Допустим, что все наконец будут сыты, что удастся победить нищету и голод; допустим, что в мире, как обещают все идеологи счастья, введены будут равенство, справедливость и максимальное удовлетворение всех житейских нужд; допустим, наконец, что каждый получит возможность свободно избирать род жизни, труда и развлечений. Все это, сколь ни кажется утопическим, в плане рациональном хотя бы допустимо, как допустим, к примеру, прогресс в области медицины и связанное с ним сокращение физических страданий. Но, быть может, именно тогда, когда в разуме и воображении мы уже построили всеобщее счастье, становится очевидно, что зло, подлинное зло, глубже всего этого и корень его иррационален. Недаром библейский рассказ о происхождении зла первое обнаружение его связывает не с недостатками мироустройства, а с раем. Ибо, согласно Книге Бытия, именно в раю, т. е. в полноте радости и блаженства, первочеловек Адам захотел… о, не зла как такового, конечно, а того, что привело к грехопадению, в котором христианская вера всегда видела проявление глубинной сущности зла.

Чего же захотел первочеловек Адам? Упрощая, можно сказать, что захотел он жизни для себя и только с собою; власти, ничем не ограниченной; смысла, им самим созданного.

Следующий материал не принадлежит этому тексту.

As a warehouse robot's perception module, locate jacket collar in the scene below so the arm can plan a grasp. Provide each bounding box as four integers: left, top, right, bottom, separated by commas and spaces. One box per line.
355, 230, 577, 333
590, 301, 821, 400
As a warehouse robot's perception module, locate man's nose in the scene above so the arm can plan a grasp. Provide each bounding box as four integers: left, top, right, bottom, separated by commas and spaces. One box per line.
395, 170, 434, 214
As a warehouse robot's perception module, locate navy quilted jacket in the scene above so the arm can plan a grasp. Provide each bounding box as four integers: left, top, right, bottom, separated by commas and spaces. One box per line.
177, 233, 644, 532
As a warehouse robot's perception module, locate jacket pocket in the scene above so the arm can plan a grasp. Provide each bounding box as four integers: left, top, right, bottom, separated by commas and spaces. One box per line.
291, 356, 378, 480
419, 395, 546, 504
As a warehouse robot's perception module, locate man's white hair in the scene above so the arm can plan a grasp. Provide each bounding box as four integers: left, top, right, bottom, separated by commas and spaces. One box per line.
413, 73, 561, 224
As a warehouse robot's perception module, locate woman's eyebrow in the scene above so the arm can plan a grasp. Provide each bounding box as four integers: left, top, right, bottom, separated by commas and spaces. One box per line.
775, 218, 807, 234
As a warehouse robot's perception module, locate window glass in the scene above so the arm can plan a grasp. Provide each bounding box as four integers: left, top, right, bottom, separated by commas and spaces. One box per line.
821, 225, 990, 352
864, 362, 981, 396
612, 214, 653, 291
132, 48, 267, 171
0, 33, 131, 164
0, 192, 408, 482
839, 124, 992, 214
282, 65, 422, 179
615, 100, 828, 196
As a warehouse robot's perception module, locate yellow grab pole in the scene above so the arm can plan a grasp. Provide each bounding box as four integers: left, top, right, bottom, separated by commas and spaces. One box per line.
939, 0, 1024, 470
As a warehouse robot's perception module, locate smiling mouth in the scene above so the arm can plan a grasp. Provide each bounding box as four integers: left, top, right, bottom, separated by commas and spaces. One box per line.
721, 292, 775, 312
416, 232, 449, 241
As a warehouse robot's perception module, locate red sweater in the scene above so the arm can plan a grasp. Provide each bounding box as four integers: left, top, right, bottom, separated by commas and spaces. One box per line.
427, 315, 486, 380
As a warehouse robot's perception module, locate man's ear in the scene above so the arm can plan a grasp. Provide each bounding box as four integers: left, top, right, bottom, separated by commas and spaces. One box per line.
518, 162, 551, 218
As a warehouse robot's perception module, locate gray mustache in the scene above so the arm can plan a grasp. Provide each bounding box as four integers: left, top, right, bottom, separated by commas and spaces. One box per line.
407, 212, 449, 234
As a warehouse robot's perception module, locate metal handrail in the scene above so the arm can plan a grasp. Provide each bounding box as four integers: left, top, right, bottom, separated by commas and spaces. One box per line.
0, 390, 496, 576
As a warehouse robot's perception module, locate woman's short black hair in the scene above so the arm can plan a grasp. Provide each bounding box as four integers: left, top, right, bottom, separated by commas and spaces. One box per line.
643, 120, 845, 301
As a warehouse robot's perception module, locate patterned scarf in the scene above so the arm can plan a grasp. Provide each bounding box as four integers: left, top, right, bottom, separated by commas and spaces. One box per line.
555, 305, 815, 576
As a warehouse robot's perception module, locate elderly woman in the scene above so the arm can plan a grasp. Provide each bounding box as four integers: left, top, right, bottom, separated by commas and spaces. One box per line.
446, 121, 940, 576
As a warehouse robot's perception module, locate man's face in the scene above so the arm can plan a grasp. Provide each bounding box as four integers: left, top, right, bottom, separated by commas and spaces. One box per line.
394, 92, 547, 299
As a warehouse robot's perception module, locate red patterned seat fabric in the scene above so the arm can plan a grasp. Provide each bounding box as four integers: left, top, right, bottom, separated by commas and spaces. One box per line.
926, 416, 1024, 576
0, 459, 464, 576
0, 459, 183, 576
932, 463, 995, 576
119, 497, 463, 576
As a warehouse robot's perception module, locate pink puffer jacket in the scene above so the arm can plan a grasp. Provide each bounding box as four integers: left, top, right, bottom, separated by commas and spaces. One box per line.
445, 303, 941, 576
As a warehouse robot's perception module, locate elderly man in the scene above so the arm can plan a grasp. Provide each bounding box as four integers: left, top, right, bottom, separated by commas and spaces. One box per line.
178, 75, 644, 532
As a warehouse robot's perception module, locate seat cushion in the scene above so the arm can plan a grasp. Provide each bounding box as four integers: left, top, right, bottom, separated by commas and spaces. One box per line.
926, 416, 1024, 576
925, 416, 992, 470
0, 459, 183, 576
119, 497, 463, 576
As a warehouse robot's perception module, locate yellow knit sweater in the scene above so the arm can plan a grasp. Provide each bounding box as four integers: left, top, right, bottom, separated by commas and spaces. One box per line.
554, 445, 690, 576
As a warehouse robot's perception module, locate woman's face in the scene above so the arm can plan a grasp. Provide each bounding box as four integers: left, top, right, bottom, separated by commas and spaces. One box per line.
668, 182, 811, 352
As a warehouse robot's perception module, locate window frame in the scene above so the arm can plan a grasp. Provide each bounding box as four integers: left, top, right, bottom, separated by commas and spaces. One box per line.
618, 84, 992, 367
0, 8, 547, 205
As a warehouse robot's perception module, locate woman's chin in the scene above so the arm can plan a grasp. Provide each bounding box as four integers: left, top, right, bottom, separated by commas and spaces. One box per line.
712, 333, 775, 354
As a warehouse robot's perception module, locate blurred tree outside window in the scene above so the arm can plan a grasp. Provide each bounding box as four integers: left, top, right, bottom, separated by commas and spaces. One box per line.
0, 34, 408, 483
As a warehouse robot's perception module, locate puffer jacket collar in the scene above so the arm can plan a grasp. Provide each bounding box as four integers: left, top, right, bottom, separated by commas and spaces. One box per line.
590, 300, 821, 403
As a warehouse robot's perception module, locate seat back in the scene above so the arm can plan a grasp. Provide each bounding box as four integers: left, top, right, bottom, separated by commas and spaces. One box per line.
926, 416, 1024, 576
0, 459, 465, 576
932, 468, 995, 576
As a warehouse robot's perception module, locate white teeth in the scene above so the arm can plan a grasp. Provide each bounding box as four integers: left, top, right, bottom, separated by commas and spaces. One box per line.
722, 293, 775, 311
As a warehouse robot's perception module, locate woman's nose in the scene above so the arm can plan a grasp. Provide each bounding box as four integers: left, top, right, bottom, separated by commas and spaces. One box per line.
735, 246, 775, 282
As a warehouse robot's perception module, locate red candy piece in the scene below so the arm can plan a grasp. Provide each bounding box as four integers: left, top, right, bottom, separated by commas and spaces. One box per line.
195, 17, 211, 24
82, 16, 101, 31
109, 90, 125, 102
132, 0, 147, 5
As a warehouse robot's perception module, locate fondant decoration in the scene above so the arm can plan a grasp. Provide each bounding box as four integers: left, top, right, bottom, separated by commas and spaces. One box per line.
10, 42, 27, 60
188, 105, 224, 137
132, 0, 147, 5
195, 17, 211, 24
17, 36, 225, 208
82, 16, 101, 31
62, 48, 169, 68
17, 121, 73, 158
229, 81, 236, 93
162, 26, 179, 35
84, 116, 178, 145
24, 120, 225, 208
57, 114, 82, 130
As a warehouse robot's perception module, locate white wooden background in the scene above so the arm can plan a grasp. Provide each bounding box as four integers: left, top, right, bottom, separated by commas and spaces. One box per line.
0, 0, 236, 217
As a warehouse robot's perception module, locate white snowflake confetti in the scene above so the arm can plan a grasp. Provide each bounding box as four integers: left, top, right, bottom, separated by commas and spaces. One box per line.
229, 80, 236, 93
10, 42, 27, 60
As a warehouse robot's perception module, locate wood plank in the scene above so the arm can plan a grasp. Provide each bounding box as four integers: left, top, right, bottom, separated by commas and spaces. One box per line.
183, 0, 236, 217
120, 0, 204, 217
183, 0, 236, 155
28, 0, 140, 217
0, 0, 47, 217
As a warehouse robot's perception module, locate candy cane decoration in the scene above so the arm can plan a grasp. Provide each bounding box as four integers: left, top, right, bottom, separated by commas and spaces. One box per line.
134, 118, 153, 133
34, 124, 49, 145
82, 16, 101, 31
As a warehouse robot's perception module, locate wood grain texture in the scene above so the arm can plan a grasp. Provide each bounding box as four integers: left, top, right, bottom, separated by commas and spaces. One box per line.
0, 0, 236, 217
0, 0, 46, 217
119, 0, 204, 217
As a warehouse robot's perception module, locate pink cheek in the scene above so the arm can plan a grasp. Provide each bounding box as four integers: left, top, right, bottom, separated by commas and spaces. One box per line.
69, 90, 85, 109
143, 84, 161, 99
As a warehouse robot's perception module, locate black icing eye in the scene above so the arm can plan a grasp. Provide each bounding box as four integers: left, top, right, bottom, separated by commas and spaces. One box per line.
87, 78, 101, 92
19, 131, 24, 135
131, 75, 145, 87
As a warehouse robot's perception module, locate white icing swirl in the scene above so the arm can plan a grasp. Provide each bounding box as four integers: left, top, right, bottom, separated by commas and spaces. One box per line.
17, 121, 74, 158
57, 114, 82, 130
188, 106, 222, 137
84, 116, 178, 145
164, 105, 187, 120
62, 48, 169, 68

Устами Бога-Творца Библия говорит об этом так: Адам захотел быть как Бог (Быт 2:22).

Жизнь дана была человеку затем, чтобы смысл ее лежал вне его — в любви, самоотдаче, служении и радости от них. Но именно этот смысл человек отверг и продолжает отвергать в теориях и идеологиях, сулящих ему как будто всецелое и окончательное счастье. Ибо все эти теории и идеологии сходятся в том, что счастье есть полное удовлетворение внешних нужд и потребностей человека.

А что если именно тут настоящий, глубинный источник зла? Что если тут, в этом безостановочном самоутверждении человека и человечества настоящая причина того страдания, которым так очевидно переполнена вся наша жизнь? Что если в этом сведении всей жизни к одному стремлению — не страдать — и коренится само страдание? Так подходим мы к той тайне зла, которая, сколько бы ни отвергал ее человек, неизменно присутствует в бытии мира. И именно в раскрытии этой тайны — смысл Евангелия, смысл проповеди Христовой и, главное, смысл того страдания, которое оставлено нам как образ победы, как путь к единственно подлинному счастью.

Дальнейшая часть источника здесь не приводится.